I therefore leaped at the opportunity to spend this past summer learning higher math while continuing my acting. I worked with Columbia Business School's Professor Costis Maglaras studying social and economic networks. I learned how to analyze and optimally utilize a network, to find the “right” person to send a free sample of a product to, the “wrong” person to tell a secret to. The more I delved into deeper concepts, the more amazed I became with the capabilities of mathematics. I love to pose questions because I love to find answers; to my wonder, math could answer questions I had thought were unanswerable.
I soon discovered that math could answer the ultimate question: which choice is best? Models of learning networks placed numbers into seemingly numberless scenarios: social dilemmas. One model shows that the more varied the initial opinions and actions are within a group, the greater the likelihood that the optimal solution will be found.

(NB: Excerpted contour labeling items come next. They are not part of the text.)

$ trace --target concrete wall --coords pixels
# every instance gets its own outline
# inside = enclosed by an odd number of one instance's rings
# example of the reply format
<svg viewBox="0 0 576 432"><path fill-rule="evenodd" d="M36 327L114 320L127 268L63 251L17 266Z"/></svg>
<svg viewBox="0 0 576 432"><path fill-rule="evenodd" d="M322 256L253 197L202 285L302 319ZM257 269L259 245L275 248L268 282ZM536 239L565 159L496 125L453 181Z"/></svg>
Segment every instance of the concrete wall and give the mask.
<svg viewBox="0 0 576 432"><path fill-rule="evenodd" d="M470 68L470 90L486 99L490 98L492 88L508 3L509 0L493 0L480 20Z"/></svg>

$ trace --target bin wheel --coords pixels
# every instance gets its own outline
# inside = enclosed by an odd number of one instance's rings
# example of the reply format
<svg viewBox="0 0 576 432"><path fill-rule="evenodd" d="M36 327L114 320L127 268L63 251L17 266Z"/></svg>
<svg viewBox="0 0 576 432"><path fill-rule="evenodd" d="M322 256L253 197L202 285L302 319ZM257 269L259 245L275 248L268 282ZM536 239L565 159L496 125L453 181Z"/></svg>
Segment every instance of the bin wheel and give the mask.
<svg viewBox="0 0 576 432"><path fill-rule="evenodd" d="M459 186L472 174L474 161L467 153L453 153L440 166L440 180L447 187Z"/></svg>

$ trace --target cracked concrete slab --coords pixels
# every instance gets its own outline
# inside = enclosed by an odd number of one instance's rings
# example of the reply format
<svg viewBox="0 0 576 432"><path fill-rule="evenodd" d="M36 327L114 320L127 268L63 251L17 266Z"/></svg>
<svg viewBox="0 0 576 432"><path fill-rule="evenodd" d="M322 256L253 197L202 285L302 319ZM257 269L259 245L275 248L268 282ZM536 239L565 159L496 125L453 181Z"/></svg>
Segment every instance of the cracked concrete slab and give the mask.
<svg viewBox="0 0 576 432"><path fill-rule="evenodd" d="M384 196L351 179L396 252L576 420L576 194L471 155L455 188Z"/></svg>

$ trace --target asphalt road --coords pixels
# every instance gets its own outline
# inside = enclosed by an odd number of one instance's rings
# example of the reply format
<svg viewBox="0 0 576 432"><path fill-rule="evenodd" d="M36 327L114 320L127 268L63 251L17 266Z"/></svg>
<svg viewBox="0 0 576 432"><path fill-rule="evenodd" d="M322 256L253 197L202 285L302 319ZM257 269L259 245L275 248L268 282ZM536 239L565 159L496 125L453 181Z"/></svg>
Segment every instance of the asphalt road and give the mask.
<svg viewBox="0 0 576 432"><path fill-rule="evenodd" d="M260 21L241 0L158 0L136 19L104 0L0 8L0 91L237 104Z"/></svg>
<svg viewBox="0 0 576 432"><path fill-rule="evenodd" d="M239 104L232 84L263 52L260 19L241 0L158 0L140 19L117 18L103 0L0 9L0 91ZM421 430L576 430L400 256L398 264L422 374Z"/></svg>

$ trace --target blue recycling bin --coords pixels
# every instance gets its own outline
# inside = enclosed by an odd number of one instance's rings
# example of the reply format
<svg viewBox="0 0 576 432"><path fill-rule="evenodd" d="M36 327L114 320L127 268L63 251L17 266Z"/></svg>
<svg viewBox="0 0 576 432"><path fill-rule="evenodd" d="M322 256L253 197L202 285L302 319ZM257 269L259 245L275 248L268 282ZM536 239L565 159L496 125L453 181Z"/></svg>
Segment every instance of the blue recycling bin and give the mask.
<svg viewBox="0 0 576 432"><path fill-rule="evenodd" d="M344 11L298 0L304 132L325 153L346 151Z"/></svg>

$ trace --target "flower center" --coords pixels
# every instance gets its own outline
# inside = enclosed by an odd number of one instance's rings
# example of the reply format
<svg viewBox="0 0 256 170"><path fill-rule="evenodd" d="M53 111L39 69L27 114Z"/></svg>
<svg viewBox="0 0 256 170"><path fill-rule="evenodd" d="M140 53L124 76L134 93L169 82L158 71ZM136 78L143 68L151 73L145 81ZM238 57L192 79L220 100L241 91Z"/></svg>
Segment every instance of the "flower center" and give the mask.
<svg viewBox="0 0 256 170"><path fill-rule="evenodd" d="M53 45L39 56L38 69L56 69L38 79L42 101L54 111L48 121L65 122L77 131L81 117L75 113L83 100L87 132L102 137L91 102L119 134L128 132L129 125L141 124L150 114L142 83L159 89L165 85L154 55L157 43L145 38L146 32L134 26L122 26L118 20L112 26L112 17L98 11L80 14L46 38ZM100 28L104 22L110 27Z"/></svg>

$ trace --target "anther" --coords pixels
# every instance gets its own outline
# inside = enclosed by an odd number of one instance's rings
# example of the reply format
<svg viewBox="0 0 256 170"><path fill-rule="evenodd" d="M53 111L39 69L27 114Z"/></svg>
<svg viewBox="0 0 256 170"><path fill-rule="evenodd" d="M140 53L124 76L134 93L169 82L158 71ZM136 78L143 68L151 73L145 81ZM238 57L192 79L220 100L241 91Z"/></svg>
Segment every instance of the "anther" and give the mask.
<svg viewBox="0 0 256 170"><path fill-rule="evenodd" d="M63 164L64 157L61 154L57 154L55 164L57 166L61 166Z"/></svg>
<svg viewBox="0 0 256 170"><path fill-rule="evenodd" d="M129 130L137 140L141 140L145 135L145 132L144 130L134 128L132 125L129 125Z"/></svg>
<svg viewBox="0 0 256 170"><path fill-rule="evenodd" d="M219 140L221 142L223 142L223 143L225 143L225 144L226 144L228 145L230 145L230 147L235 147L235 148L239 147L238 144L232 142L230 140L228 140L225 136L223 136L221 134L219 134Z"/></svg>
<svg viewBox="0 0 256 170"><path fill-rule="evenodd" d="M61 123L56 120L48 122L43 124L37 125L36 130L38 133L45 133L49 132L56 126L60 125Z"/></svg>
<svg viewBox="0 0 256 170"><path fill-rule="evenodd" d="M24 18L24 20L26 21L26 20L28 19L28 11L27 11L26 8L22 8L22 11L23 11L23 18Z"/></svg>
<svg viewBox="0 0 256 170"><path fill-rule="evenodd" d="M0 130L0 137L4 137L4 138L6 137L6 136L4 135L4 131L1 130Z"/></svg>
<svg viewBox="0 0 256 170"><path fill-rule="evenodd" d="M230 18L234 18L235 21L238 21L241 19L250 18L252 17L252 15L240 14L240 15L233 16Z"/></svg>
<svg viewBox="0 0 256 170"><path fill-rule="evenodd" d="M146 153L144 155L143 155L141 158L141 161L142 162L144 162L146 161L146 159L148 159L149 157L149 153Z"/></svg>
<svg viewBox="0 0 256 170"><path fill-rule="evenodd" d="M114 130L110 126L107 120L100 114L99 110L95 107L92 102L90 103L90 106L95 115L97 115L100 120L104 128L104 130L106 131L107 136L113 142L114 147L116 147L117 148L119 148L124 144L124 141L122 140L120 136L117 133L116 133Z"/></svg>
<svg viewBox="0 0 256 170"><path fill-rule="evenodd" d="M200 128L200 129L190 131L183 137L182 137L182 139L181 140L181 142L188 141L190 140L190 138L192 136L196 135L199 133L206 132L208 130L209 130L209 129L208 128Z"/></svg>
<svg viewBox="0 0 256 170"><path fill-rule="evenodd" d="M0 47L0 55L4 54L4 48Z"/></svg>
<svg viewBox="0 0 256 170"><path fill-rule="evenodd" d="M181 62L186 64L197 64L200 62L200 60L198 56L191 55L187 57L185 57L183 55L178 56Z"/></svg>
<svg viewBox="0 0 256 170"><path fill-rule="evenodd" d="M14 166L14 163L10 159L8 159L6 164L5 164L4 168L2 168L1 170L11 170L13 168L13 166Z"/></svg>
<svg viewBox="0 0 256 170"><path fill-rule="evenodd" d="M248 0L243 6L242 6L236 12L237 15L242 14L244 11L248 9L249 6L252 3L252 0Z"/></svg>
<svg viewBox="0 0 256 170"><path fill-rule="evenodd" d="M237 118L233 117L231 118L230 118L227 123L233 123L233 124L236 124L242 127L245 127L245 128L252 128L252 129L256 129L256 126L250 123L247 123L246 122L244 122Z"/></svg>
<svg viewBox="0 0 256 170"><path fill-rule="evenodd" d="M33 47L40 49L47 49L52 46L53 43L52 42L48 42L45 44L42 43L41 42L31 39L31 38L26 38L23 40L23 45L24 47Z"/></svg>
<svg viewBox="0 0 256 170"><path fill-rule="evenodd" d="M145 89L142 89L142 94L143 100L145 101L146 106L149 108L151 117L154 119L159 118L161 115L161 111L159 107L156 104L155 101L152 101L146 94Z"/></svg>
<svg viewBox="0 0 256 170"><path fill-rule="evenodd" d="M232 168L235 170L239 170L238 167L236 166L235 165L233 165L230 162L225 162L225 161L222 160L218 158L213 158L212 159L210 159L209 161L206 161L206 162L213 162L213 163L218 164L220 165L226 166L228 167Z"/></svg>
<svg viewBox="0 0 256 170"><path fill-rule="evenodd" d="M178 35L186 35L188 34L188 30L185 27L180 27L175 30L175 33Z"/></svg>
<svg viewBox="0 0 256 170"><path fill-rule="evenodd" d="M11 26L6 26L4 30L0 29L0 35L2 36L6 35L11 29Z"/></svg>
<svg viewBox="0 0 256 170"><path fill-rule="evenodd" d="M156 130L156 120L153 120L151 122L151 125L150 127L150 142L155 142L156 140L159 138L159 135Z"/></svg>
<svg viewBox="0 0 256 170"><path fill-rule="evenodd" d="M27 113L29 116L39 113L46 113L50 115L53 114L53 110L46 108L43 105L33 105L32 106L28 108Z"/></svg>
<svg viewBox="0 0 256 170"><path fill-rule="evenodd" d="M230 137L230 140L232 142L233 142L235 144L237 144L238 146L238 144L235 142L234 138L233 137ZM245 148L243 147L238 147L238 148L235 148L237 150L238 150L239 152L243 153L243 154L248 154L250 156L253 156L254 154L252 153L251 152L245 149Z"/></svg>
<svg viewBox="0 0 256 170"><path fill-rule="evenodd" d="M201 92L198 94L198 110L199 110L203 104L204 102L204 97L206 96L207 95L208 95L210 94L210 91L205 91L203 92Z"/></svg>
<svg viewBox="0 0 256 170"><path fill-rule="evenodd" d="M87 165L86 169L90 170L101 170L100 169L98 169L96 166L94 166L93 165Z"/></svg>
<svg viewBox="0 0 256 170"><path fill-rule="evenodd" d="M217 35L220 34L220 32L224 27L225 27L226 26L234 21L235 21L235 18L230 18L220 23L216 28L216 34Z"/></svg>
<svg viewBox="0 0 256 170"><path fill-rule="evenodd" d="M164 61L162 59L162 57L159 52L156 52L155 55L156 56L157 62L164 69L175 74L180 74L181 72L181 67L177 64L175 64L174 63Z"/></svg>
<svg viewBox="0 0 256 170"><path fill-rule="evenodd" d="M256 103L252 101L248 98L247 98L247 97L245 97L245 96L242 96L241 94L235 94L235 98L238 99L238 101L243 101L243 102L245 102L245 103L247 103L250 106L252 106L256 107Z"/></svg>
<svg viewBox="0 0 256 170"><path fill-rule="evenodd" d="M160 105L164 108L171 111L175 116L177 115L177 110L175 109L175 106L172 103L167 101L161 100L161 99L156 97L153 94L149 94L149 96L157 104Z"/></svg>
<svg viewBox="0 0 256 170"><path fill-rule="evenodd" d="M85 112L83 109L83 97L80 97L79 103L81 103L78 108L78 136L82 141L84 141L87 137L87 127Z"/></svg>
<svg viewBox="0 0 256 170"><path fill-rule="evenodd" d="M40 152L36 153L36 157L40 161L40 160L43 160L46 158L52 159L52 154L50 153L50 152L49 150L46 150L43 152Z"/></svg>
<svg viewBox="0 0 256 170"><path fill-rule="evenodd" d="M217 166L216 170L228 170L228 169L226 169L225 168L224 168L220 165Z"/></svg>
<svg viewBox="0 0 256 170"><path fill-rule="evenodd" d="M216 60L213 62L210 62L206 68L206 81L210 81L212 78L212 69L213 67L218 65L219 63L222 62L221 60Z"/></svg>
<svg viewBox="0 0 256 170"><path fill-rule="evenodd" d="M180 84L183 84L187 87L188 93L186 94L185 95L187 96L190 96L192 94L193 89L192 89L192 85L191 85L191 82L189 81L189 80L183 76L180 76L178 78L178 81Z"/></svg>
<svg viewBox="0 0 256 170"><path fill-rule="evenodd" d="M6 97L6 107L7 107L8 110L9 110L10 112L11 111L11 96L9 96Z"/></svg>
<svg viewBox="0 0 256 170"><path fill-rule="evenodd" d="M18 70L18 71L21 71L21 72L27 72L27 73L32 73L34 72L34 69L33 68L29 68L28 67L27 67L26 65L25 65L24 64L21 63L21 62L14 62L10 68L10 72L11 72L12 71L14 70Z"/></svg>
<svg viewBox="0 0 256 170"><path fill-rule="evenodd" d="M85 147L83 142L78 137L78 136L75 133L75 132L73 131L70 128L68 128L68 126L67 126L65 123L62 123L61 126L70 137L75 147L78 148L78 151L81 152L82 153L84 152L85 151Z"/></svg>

Thus, math proves that diversity is necessary. To achieve our greatest, we must learn from each other.
Another learning model uses a matrix to represent beliefs of individuals about a topic; eventually beliefs may converge to one, “correct” opinion. Models changed the way I think about decision-making; I now know judgment can be calculated and that I can look to math as a guide. When not working with the professor, I auditioned and advanced to the final round for an off-Broadway play starring Sarah Jessica Parker and Blythe Danner. I’m no baby: I have dealt with rejection, particularly in the acting world. I’ve known for quite awhile that, at five-foot-eight, I am disqualified from many children's roles; I can’t play a fifteen-year-old and tower over whomever plays my mother. I was therefore surprised at the depth of my sadness when they cast the other finalist; she was five-foot-three.
I guess I had hoped that maybe – somehow – my acting ability would overcome such a superficial aspect of my being. But the truth was, even if the director really did enjoy my performance, whomever she hired needed to satisfy all the role’s objective criteria. Auditioning is a numbers game, and at the professional level, there is an abundance of talent. I could therefore audition tirelessly until I was cast. Then it hit me: with the necessary skills I could build a model to predict the probability of being selected for a given part, thereby avoiding countless auditions with low probabilities of success. Data (from, say, IMDb) could compare a role’s criteria with my own characteristics to find a perfect “match." The formula could determine the probability of advancing to the role’s final auditions, where my acting ability – not my physical attributes – is most closely examined. While performance feeds my creativity, math provides my objectivity. My life and my being are the product of these different worlds; I like to think this makes me unique.